HTML syntax refuses to highlight characters

General questions about using TextPad

Moderators: AmigoJack, bbadmin, helios, Bob Hansen, MudGuard

circeus
Posts: 2
Joined: Sat Nov 06, 2004 2:25 am

HTML syntax refuses to highlight characters

Post by circeus »

For some reason, no characters seeems to highlight in my html files. Syntax highlighting is in function and characters from the HTML characters library highlight just right.

However, any character that is not in this list will never highlight, despite beginning wih & and ending in a semicolon.

The problem seems to be that html documents strings are NOT parsed, and only those amongst a list (wherever it is) truely are.

This is really annoying. The only remedy I have found so far was to use the CommentStartAlt and CommentEndAlt variables to define strings instead.
sbb
Posts: 1
Joined: Mon Nov 08, 2004 5:44 pm

Post by sbb »

I have been frustrated by the same issue for quite awhile.
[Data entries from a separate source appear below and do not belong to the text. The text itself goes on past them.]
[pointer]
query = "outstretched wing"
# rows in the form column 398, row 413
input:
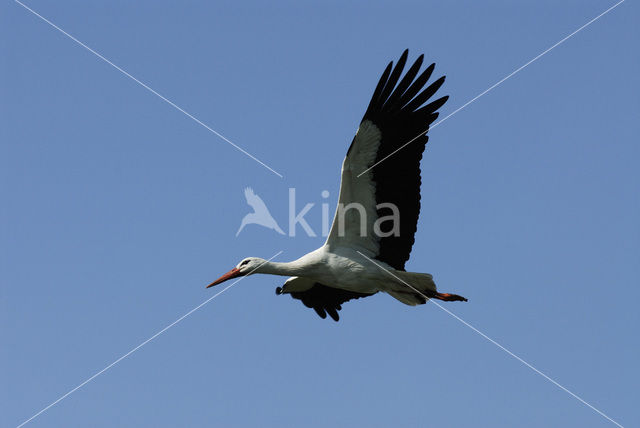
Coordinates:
column 381, row 172
column 322, row 299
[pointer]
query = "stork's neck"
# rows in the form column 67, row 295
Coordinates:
column 293, row 268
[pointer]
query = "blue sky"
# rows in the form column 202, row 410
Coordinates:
column 118, row 209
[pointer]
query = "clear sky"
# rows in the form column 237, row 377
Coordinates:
column 117, row 210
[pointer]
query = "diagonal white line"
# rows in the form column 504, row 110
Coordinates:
column 142, row 344
column 493, row 86
column 180, row 109
column 491, row 340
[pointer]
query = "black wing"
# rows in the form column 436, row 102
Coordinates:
column 323, row 299
column 385, row 155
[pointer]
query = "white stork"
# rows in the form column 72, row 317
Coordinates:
column 352, row 264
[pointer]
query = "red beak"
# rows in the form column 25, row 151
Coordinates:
column 231, row 274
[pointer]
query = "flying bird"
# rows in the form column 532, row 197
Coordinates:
column 260, row 214
column 381, row 179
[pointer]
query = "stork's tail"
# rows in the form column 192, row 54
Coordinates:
column 420, row 288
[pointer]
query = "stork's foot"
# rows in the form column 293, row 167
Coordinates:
column 448, row 297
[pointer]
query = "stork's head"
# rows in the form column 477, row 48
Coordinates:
column 247, row 266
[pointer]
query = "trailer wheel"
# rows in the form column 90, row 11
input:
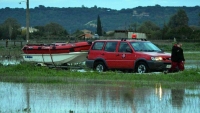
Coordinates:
column 100, row 66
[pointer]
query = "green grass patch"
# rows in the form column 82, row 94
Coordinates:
column 27, row 72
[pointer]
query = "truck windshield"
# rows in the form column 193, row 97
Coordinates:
column 145, row 46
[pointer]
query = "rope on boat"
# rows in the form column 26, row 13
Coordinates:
column 51, row 57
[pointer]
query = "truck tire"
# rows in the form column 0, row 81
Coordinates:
column 99, row 66
column 142, row 67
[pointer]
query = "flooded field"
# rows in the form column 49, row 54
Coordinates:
column 97, row 98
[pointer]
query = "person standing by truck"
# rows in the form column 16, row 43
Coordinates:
column 177, row 58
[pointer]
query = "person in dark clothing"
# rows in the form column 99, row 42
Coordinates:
column 177, row 58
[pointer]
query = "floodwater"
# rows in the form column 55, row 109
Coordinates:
column 96, row 98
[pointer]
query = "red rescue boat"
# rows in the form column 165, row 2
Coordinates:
column 56, row 48
column 56, row 53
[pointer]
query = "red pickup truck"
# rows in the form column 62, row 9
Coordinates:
column 137, row 55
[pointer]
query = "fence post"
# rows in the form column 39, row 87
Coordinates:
column 6, row 43
column 21, row 44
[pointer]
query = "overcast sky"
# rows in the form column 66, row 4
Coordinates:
column 113, row 4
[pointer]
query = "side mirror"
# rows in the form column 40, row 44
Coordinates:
column 129, row 50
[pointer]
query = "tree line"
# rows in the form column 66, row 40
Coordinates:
column 177, row 27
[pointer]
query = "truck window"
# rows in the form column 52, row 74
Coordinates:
column 98, row 46
column 110, row 46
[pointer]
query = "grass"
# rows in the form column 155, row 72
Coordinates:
column 27, row 72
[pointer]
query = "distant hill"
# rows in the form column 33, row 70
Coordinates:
column 85, row 18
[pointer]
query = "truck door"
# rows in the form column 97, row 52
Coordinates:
column 110, row 53
column 125, row 57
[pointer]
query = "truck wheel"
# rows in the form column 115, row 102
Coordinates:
column 142, row 67
column 100, row 66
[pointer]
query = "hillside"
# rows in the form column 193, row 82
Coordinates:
column 85, row 18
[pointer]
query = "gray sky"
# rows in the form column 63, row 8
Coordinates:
column 113, row 4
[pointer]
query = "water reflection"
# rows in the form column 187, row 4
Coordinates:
column 93, row 98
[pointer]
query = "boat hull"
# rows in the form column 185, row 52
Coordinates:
column 57, row 59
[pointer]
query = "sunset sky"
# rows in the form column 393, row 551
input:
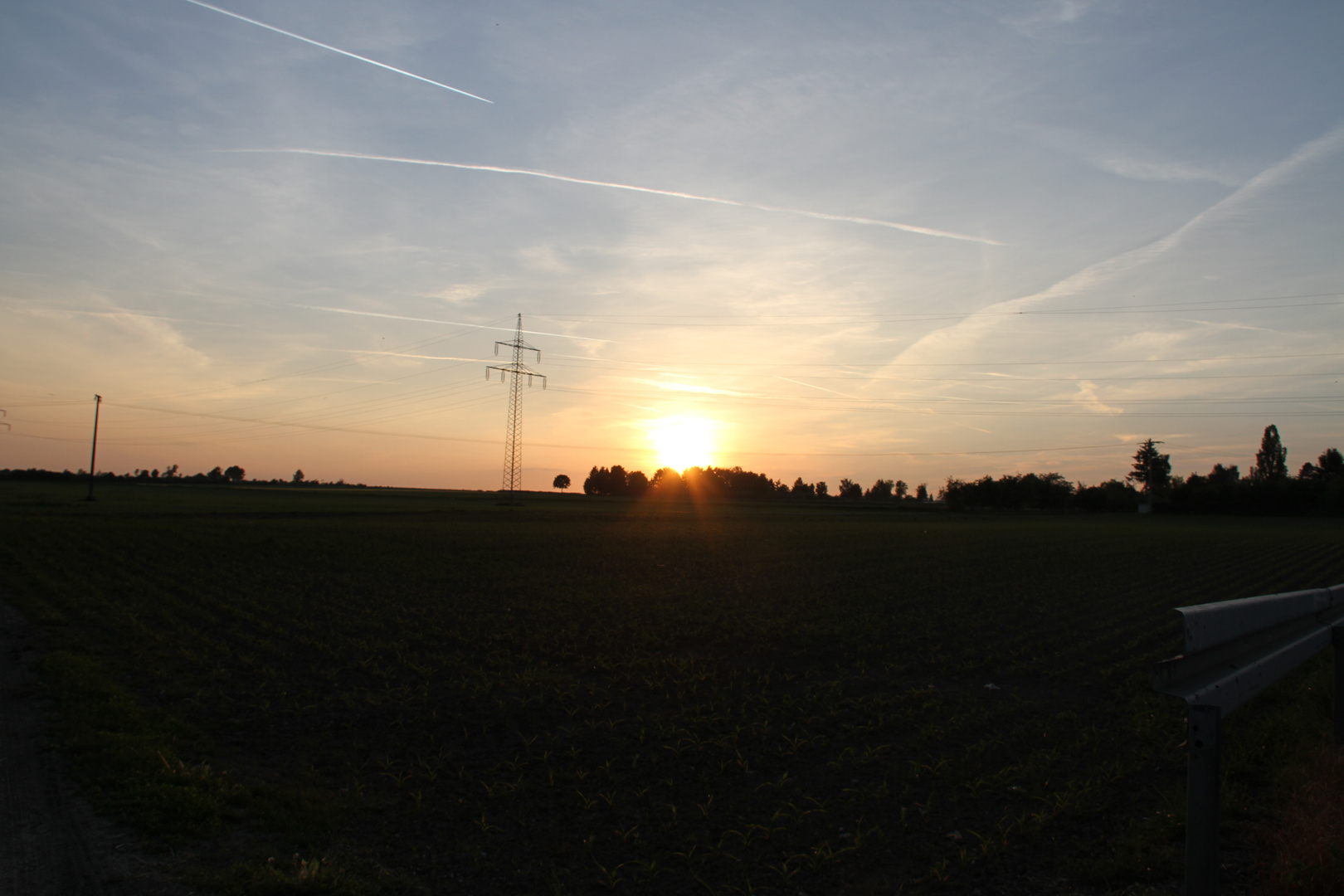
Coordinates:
column 891, row 240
I think the highlight-able entity codes are compiled into the executable, and has nothing to do with the HTML library file at all.
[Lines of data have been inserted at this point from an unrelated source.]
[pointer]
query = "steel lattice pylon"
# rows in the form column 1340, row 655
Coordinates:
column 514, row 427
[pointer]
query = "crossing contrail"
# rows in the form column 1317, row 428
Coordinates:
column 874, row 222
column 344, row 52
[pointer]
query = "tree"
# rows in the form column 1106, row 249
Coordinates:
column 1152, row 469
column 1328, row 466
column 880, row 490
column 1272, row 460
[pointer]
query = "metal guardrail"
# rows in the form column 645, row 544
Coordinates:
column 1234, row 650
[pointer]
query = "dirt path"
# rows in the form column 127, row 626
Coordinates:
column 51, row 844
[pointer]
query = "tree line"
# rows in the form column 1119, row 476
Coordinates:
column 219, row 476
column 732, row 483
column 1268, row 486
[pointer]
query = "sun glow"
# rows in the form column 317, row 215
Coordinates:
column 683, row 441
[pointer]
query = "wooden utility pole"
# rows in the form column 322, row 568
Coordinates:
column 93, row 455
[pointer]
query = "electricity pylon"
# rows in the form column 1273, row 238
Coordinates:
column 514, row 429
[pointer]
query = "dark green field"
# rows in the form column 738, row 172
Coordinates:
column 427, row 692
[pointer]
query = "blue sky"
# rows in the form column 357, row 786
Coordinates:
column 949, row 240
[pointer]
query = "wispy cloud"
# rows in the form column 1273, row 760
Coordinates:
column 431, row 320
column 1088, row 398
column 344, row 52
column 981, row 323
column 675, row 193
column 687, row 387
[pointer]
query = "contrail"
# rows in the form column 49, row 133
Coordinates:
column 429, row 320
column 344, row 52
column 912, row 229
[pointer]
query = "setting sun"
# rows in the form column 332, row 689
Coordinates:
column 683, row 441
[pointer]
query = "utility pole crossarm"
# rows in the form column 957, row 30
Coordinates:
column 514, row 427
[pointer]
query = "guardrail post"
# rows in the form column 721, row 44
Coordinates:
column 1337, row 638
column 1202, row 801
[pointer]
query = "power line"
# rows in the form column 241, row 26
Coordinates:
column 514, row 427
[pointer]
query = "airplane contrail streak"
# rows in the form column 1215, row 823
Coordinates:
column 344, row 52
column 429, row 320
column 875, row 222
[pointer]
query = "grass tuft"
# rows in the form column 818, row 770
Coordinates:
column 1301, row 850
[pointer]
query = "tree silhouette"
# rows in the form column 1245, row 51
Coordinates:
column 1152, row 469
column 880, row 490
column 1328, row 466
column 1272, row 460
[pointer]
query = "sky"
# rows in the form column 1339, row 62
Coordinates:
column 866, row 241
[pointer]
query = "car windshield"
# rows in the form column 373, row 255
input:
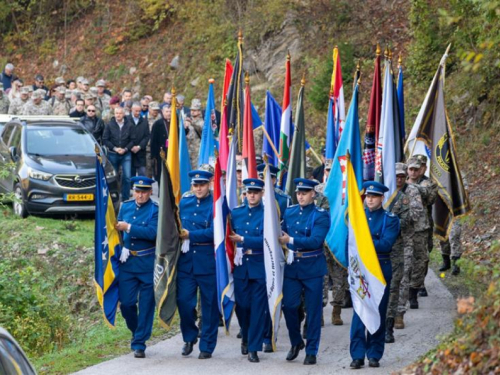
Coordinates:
column 59, row 141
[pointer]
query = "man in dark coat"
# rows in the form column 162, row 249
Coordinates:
column 141, row 128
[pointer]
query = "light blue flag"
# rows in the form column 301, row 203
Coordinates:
column 335, row 190
column 208, row 143
column 272, row 127
column 184, row 161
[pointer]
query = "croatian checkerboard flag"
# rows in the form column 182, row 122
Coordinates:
column 223, row 258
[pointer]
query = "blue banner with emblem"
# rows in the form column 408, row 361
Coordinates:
column 107, row 248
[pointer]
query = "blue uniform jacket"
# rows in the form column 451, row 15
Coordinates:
column 249, row 223
column 384, row 228
column 142, row 235
column 197, row 217
column 308, row 226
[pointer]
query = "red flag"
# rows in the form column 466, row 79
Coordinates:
column 249, row 169
column 223, row 134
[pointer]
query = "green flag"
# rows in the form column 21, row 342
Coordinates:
column 297, row 166
column 168, row 245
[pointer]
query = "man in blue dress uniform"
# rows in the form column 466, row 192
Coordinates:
column 384, row 228
column 196, row 266
column 138, row 222
column 283, row 199
column 249, row 272
column 304, row 230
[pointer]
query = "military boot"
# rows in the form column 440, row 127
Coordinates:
column 413, row 298
column 446, row 263
column 399, row 322
column 456, row 268
column 389, row 330
column 336, row 319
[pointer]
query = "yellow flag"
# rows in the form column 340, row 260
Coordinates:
column 173, row 152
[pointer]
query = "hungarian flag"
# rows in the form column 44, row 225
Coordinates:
column 223, row 258
column 168, row 246
column 433, row 132
column 249, row 167
column 373, row 123
column 224, row 128
column 173, row 152
column 286, row 130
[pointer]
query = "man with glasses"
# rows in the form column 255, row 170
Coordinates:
column 119, row 138
column 93, row 123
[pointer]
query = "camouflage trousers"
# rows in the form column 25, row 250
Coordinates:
column 453, row 245
column 338, row 275
column 420, row 259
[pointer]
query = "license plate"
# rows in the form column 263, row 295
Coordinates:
column 78, row 197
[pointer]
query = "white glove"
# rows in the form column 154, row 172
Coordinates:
column 124, row 255
column 185, row 246
column 238, row 257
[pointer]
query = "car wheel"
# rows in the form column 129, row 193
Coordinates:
column 19, row 204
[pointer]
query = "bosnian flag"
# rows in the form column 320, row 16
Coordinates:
column 223, row 260
column 286, row 123
column 366, row 280
column 337, row 90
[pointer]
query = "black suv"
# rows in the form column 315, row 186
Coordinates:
column 55, row 167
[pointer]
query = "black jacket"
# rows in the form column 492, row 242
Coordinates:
column 142, row 136
column 94, row 125
column 159, row 136
column 113, row 136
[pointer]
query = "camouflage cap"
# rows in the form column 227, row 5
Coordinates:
column 413, row 162
column 155, row 106
column 196, row 104
column 422, row 158
column 401, row 169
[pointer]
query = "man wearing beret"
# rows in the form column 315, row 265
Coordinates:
column 138, row 222
column 196, row 267
column 384, row 229
column 304, row 231
column 249, row 272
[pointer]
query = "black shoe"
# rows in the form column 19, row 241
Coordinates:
column 446, row 263
column 357, row 363
column 188, row 347
column 244, row 348
column 268, row 348
column 310, row 359
column 294, row 351
column 205, row 355
column 139, row 353
column 253, row 357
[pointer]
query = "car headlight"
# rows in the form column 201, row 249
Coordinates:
column 39, row 175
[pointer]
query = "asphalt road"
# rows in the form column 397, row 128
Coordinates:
column 423, row 329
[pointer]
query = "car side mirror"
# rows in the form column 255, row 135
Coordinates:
column 13, row 153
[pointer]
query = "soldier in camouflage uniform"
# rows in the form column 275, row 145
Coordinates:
column 452, row 247
column 422, row 227
column 37, row 106
column 60, row 105
column 429, row 197
column 336, row 272
column 17, row 104
column 194, row 126
column 4, row 102
column 407, row 205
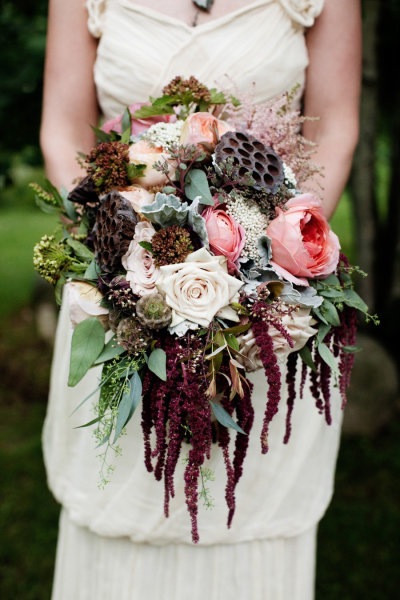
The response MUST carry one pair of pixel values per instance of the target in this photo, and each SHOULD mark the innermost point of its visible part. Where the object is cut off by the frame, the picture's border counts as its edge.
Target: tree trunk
(362, 182)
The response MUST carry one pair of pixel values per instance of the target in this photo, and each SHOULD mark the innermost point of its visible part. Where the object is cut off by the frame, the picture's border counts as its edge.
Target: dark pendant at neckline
(203, 4)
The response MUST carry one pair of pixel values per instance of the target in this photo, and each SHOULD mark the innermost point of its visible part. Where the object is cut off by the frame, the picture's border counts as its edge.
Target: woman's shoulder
(303, 12)
(96, 10)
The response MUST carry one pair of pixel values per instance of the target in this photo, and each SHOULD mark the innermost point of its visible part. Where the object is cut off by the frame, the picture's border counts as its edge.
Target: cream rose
(199, 289)
(143, 153)
(141, 271)
(138, 196)
(84, 301)
(204, 130)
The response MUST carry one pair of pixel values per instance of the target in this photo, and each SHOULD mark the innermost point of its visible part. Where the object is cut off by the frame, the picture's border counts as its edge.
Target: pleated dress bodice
(285, 492)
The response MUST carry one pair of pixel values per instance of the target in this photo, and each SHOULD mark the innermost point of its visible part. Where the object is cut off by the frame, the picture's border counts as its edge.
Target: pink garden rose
(138, 126)
(226, 236)
(303, 244)
(203, 129)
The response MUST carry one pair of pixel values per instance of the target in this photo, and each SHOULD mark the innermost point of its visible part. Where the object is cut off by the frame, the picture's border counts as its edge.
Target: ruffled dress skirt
(115, 543)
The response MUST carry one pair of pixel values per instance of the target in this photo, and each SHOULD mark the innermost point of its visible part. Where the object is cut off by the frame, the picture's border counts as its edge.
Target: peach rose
(138, 196)
(143, 153)
(84, 301)
(203, 129)
(138, 126)
(141, 271)
(303, 244)
(226, 236)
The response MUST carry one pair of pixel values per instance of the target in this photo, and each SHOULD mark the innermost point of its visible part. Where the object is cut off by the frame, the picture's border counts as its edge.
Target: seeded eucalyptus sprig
(189, 94)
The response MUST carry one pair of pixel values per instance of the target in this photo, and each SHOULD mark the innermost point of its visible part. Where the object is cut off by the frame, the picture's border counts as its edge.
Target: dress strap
(96, 10)
(303, 12)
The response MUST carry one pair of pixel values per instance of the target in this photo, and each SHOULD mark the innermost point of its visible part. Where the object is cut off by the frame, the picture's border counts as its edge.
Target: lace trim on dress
(96, 10)
(303, 12)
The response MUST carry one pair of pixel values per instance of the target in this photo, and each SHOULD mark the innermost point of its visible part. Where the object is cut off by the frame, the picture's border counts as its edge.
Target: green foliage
(87, 344)
(22, 40)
Searching the 4.7.2 executable in a hex editor, I found a table of HTML character entities. I found several characters such as harr, larr, rarr, etc., but did not find mdash or ndash, ldquo, lsquo, rdquo, rsquo.
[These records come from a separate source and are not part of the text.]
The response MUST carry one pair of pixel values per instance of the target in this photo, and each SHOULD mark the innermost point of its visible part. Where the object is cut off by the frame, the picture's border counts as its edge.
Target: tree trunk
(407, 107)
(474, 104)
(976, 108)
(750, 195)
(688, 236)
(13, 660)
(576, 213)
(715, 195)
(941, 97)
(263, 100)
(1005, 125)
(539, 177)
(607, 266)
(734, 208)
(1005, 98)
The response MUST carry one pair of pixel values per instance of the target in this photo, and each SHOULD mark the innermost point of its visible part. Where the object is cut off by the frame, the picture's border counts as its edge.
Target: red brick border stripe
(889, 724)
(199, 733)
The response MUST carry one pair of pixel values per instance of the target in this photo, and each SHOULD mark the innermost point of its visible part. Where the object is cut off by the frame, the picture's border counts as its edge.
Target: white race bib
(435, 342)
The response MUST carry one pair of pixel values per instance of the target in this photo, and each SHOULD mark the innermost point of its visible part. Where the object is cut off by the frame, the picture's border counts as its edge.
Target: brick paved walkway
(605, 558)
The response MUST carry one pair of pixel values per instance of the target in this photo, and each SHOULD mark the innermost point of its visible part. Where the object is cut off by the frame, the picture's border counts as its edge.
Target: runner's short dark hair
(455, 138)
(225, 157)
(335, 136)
It would be nice if the grammar allowed a way to customize or add or delete from the list of highlightable keywords. Perhaps in 4.7.4? 4.8? =)
circeus
Posts: 2
Joined: Sat Nov 06, 2004 2:25 am

Post by circeus »

Can one remedy this through a whole new syntax file NOT named "HTML"?

I just though this might work, although maybe not in HTML documents, ironically. I can't test it here unfortunately.
BCMadsen
Posts: 11
Joined: Tue Mar 09, 2004 12:03 am
Location: Los Angeles, CA
Contact:

This is still a problem in TextPad 5.1

Post by BCMadsen »

... and it's something I'd really like to see treated as a high-priority issue that needs to get fixed.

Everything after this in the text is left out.